Kivanc Inelmen, Isik U. Zeytinoglu and Duygu Uygur


A large bod y of recent research suggests that changing demographics and differences of work values of generational groups will have profound effects on the workforce. Considering the increasing concerns of employers about loyalty and involvement in recent years, a re-examination of employees’ work attitudes (Goulet and Singh, 2002) as well as a comparison of the attitudes’ antecedents according to generations is timely (Solnet and Hood, 2008).
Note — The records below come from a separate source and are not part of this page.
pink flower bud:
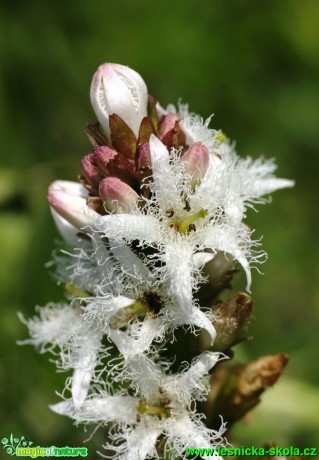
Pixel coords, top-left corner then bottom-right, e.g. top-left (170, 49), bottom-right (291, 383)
top-left (137, 143), bottom-right (151, 171)
top-left (181, 142), bottom-right (210, 186)
top-left (93, 146), bottom-right (118, 175)
top-left (90, 63), bottom-right (148, 138)
top-left (48, 181), bottom-right (99, 233)
top-left (99, 177), bottom-right (138, 212)
top-left (159, 113), bottom-right (180, 140)
top-left (81, 154), bottom-right (103, 185)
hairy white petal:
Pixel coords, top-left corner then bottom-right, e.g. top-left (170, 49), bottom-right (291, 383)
top-left (253, 177), bottom-right (295, 195)
top-left (193, 252), bottom-right (215, 269)
top-left (72, 333), bottom-right (102, 408)
top-left (123, 424), bottom-right (162, 460)
top-left (167, 416), bottom-right (224, 459)
top-left (50, 400), bottom-right (74, 417)
top-left (181, 307), bottom-right (216, 345)
top-left (97, 214), bottom-right (161, 244)
top-left (19, 304), bottom-right (81, 350)
top-left (149, 135), bottom-right (182, 210)
top-left (83, 295), bottom-right (136, 330)
top-left (202, 223), bottom-right (253, 292)
top-left (51, 396), bottom-right (137, 425)
top-left (76, 396), bottom-right (137, 424)
top-left (164, 242), bottom-right (193, 313)
top-left (109, 240), bottom-right (151, 279)
top-left (124, 354), bottom-right (163, 399)
top-left (109, 318), bottom-right (163, 360)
There is a growing hospitality management literature that points to millennial employees having unique workplace needs and demands in comparison to earlier generations (for example, Chen and Choi, 2008; Davidson et al., 2010; Gursoy et al., 2007). However Solnet and Hood (2008) contended that more studies are needed to verify the breadth and strength of these differences. Moreover the need to expand knowledge internationally on generational differences with regard to work values, attitudes and behavior is also acknowledged (Westerman and Yamamura, 2007). It could be argued that there is a need for studies that aim to integrate antecedents of organizational dedication in generations of employees as well as for investigations that deals with country contexts where these employee groups have been under-researched. New research on the factors influencing employees’ career decisions and intentions to stay in the newly industrialized countries such as Turkey, as studied here, could help broaden our perspectives. It is a common perception that frontline positions in the hospitality industry worldwide are marked by “turnover culture” (Iverson and Deery, 1997).